Service Workers — Gotchas

Boopathi Rajaa
10 min readMay 9, 2016

--

This article requires some understanding of ServiceWorkers. If you’re not familiar with ServiceWorkers, here are some links to help you get started —

Also, here is a good read —

Let’s discuss some of the gotchas when developing a web application with offline capabilities using service workers.

For the sake of brevity, sw = service workers.

3xx — Almost Never

Whenever a URL in your application possibly returns a 3xx response, make sure you know what you’re doing when you handle that request via a Service Worker. The 3xx are a useful way to add some side effects to modify your persistent state (on the server, session entry or some token entry to db which you’re planning to use later, and on the client, cookies) and let the user move on.

An example is when you have a separate login page for your application.

  1. When the user visits /login, s/he expects to see the login page
  2. When the user visits /login when s/he is already logged in, s/he should automatically navigate to the Homepage or Dashboard or similar.

Do you see the problem already? If so, High Five!!!

The 3xx itself is not the problem. The side effect it causes is the problem we should be aware of and handle.

What happens when you cache the login page in sw?

  • User enters /login for the first time. Login page is cached by sw
  • User completes login, and s/he is in some other page of the app (let’s not talk about the other 3xxs that you usually do here)
  • Some random link takes user to /login when offline or flaky connection
  • CacheFirst (ReadThrough), NetworkFirst or any approach that involves response from Cache will result in her/him seeing the Login page when s/he is already logged in.

This is one of the corner cases. But it’s an important gotcha that you’ve to plan and handle right from the beginning so that your sw code doesn’t get too complicated or convoluted. One simple solution to the problem is to NOT cache the page that can possibly throw a 3xx. But, it’s not that straightforward to identify. Inside a sw, the only way to make a request is to use the fetch API. Chrome was the first browser to implement service workers and fetch API. Between Chrome 42 and Chrome 46, the sw spec and the fetch standard kept changing — new features were added and the defaults were changing. So if your users are using this range, take a note of this inconsistency —

Simply don’t cache

For the pages that can possibly throw a 3xx (i.e. it returns a 3xx for some requests and 2xx for some other requests), simply don’t cache stuff.

Though it is possible to respond with fetch(request), like —

self.onfetch = function(event) {
if (event.request.url === '/login')
event.respondWith(fetch(event.request));
};

or with sw-toolbox,

toolbox.get(‘/3xx’, toolbox.networkOnly);

it has had its issues in the first half of 2015. Fetching a 3xx in service worker resulted in this —

  1. Browser URL = /301. Service worker handles /301.
  2. SW: fetch(‘/301'). fetch does the redirect to /200. The .then gets content for 200.
  3. event.RespondWith(contentFor200)

So, what’s the problem here?

The browser URL still remains as /301.

Oops!
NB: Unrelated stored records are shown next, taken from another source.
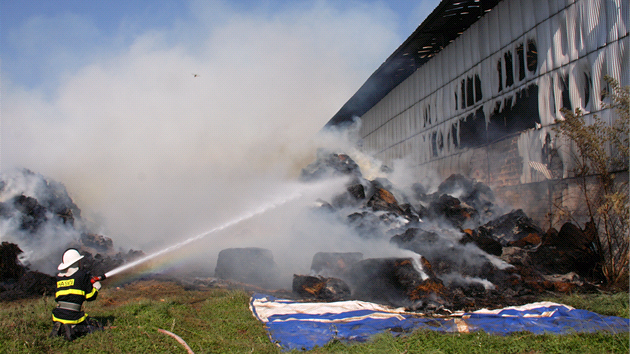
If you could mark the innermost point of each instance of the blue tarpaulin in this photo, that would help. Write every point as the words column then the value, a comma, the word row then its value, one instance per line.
column 304, row 325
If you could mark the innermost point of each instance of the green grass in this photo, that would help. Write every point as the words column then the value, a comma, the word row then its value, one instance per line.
column 219, row 321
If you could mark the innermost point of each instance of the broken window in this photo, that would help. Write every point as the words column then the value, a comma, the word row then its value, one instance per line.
column 434, row 144
column 521, row 115
column 456, row 102
column 453, row 134
column 500, row 70
column 509, row 74
column 587, row 89
column 478, row 94
column 472, row 130
column 566, row 98
column 470, row 100
column 520, row 56
column 463, row 94
column 532, row 55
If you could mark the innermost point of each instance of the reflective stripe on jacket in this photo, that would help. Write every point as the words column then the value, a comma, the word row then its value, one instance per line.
column 76, row 289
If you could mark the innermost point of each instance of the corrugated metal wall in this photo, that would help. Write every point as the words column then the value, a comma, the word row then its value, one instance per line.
column 487, row 69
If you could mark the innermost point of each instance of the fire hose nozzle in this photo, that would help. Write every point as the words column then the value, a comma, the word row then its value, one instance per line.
column 97, row 278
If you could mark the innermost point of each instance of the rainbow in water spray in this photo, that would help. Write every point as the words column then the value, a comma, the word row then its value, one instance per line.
column 260, row 210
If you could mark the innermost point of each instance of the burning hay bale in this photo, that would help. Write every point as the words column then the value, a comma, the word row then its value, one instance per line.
column 511, row 227
column 396, row 282
column 334, row 264
column 320, row 288
column 329, row 165
column 249, row 265
column 38, row 215
column 452, row 210
column 16, row 281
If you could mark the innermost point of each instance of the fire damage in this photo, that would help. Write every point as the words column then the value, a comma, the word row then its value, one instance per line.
column 460, row 250
column 46, row 220
column 457, row 249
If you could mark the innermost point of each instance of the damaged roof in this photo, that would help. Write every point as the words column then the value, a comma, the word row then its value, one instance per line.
column 447, row 21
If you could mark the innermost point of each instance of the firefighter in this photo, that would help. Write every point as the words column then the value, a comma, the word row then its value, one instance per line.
column 74, row 285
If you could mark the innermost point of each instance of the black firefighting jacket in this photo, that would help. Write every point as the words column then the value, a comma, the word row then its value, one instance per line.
column 74, row 289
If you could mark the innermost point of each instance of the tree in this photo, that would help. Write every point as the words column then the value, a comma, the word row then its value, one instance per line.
column 601, row 152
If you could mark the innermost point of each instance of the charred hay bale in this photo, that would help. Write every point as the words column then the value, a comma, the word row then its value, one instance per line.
column 99, row 243
column 329, row 165
column 476, row 194
column 249, row 265
column 10, row 267
column 31, row 284
column 334, row 263
column 355, row 193
column 32, row 215
column 388, row 281
column 374, row 225
column 571, row 249
column 320, row 288
column 487, row 244
column 510, row 227
column 452, row 210
column 384, row 200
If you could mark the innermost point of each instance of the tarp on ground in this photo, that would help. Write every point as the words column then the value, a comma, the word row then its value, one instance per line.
column 304, row 325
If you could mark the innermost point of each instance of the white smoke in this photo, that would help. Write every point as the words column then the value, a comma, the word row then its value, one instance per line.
column 153, row 153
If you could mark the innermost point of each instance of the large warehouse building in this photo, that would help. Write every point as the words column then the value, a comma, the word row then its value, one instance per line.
column 476, row 89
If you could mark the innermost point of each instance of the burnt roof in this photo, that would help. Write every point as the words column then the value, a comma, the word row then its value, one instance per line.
column 447, row 21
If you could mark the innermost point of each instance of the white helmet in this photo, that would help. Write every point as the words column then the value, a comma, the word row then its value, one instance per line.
column 70, row 257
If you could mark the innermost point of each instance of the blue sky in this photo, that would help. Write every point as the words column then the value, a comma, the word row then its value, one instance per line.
column 101, row 96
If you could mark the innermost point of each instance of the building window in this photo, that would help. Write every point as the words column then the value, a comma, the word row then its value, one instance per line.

This is not the expected behaviour. The browser URL should have changed to /200. This happens in Chrome 42, 43 and one or two more versions. So, if your users use this range, take a note of this before you implement service workers for 3xxs.

Can we fix it with some code and dirty checking?
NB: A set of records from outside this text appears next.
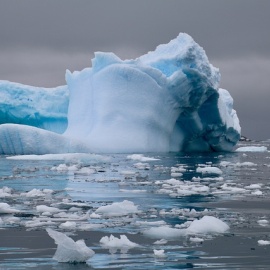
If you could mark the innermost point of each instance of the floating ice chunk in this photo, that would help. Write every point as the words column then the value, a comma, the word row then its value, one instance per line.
column 95, row 215
column 118, row 209
column 141, row 157
column 68, row 250
column 5, row 192
column 140, row 105
column 128, row 173
column 208, row 224
column 68, row 225
column 252, row 149
column 114, row 243
column 159, row 253
column 38, row 223
column 142, row 166
column 37, row 193
column 176, row 174
column 7, row 209
column 21, row 104
column 257, row 193
column 263, row 242
column 164, row 232
column 209, row 171
column 254, row 186
column 232, row 189
column 45, row 208
column 263, row 222
column 74, row 157
column 161, row 242
column 196, row 239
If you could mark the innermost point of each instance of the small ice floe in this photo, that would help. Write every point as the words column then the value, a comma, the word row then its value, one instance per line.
column 49, row 209
column 253, row 186
column 205, row 225
column 252, row 149
column 118, row 209
column 68, row 250
column 5, row 192
column 66, row 157
column 209, row 170
column 113, row 243
column 263, row 242
column 161, row 242
column 38, row 223
column 142, row 166
column 263, row 222
column 38, row 193
column 7, row 209
column 196, row 239
column 128, row 173
column 257, row 193
column 164, row 232
column 208, row 224
column 68, row 225
column 227, row 188
column 141, row 158
column 64, row 168
column 159, row 253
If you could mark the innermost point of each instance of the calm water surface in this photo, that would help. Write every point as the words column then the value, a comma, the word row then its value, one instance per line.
column 240, row 198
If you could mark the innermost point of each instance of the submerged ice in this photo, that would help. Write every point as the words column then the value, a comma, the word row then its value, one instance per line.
column 166, row 100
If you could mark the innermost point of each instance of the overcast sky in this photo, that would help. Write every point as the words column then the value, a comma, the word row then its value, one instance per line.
column 39, row 40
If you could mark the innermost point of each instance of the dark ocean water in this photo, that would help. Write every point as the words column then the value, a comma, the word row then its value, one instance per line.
column 239, row 196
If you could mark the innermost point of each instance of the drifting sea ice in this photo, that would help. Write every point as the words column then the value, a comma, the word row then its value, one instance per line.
column 205, row 225
column 113, row 243
column 68, row 250
column 252, row 149
column 7, row 209
column 209, row 171
column 118, row 209
column 139, row 105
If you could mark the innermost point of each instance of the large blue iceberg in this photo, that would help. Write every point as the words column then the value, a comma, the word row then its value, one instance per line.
column 166, row 100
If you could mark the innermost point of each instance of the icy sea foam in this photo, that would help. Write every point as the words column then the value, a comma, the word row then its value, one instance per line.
column 166, row 100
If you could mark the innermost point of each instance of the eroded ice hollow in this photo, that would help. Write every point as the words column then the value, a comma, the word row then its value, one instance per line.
column 166, row 100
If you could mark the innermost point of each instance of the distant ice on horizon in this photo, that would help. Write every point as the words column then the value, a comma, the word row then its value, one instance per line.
column 166, row 100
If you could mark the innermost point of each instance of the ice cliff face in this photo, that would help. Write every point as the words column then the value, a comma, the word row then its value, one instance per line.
column 166, row 100
column 34, row 106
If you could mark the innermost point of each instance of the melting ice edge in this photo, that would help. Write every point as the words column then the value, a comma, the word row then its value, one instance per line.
column 166, row 100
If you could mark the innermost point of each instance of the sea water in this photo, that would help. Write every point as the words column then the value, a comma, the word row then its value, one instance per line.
column 79, row 185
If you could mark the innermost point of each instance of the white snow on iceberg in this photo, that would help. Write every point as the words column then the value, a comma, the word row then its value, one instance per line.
column 166, row 100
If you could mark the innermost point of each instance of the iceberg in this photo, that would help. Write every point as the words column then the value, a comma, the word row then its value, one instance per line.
column 69, row 251
column 166, row 100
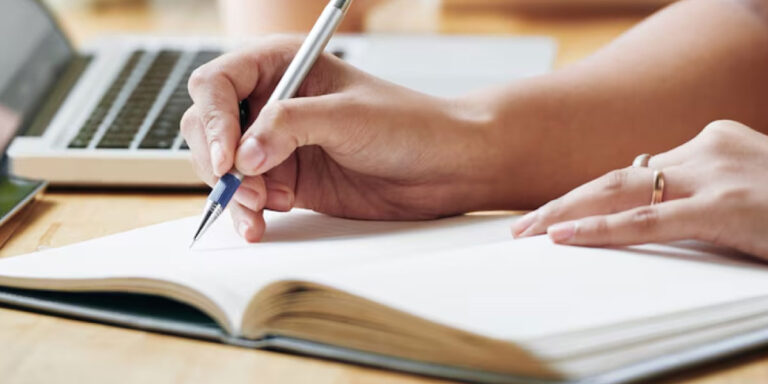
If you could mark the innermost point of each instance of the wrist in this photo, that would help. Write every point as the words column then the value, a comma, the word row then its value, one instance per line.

Apparently, it’s not so simple. In these versions, the fetch standard says that if the redirect mode is set to “manual”, the behaviour was to change to “follow” by default. And it was removed only in July 2015 by this commit. So, this gives us no way to find if a request threw a 3xx by tapping into the request-response lifecycle before the redirection is made. But now, with the latest spec, it is possible to use redirect=manual and know whether it returned a 3xx response (will discuss in later parts of this article).

Coming back to the same problem, there are some clues to know whether it was a redirect or not.
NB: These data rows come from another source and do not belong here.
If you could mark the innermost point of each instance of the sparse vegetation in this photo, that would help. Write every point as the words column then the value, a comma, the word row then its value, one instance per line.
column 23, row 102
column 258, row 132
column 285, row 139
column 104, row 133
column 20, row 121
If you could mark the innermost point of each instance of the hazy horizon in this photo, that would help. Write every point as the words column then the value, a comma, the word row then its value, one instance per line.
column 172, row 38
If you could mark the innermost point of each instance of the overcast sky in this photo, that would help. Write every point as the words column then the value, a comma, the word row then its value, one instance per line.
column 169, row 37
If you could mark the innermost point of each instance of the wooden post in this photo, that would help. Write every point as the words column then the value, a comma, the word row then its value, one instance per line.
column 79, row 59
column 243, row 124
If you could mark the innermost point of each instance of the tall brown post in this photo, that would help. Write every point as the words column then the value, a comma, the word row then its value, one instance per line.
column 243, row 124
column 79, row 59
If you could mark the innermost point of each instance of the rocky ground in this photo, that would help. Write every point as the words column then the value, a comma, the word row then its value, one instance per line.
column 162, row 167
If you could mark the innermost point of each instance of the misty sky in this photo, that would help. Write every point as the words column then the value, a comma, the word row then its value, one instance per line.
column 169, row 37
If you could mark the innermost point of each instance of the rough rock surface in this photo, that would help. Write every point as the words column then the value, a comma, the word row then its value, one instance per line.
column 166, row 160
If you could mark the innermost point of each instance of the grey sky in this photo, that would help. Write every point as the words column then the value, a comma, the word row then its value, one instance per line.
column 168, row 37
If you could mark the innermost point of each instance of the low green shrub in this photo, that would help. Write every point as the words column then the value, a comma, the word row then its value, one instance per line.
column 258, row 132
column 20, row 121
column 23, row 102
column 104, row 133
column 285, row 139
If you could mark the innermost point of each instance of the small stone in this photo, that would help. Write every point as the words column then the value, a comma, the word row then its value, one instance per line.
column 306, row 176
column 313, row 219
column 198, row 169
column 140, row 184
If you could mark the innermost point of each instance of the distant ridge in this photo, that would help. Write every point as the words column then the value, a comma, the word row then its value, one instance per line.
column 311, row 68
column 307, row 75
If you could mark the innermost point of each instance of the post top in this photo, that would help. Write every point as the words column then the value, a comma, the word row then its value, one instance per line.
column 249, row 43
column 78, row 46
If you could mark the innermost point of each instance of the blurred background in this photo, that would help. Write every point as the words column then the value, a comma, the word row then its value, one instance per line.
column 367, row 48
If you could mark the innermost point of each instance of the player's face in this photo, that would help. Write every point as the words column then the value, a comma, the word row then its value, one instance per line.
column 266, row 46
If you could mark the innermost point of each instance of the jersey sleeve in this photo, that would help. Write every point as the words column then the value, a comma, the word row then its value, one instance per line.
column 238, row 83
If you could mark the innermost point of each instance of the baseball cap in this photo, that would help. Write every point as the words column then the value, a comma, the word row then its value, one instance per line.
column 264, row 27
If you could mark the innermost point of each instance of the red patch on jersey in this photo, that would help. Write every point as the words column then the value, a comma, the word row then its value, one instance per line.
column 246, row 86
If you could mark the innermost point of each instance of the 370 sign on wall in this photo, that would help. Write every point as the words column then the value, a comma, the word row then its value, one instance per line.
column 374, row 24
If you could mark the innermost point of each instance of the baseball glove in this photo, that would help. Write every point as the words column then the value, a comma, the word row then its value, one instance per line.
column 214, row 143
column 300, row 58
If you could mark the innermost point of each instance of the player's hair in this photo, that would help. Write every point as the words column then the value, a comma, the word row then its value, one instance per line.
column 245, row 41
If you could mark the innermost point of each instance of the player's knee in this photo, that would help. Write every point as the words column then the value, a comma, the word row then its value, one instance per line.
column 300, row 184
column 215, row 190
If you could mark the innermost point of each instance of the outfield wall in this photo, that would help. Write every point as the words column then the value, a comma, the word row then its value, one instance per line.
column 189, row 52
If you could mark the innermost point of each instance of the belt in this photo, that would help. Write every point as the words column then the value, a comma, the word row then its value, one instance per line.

1. request.url !== response.url

If the request.url and the response.url does not match, then there is a redirection. But then you’ve to pass this information back to the Document from the serviceWorker and make the browser make a request to the resultant url. This will result in requesting the same resource twice. You can be intelligent about it, but it just ends up in code smell.

2. Replace all 3xx with 200

One other option is to remove the 3xxs from the server completely by replacing it with 200s with custom headers. Here you’ll be parsing custom headers in your sw code.

function redirect(res, url) {
res.header('X-Redirect-To', url);
res.end();
}
app.get('/301', function(req, res) {
redirect(res, '/200');
});

3. 3xx via 200 and a script tag

Same as the previous approach, but adding a script tag to do the redirection. Send a 200 response with the response body that will rewrite the url.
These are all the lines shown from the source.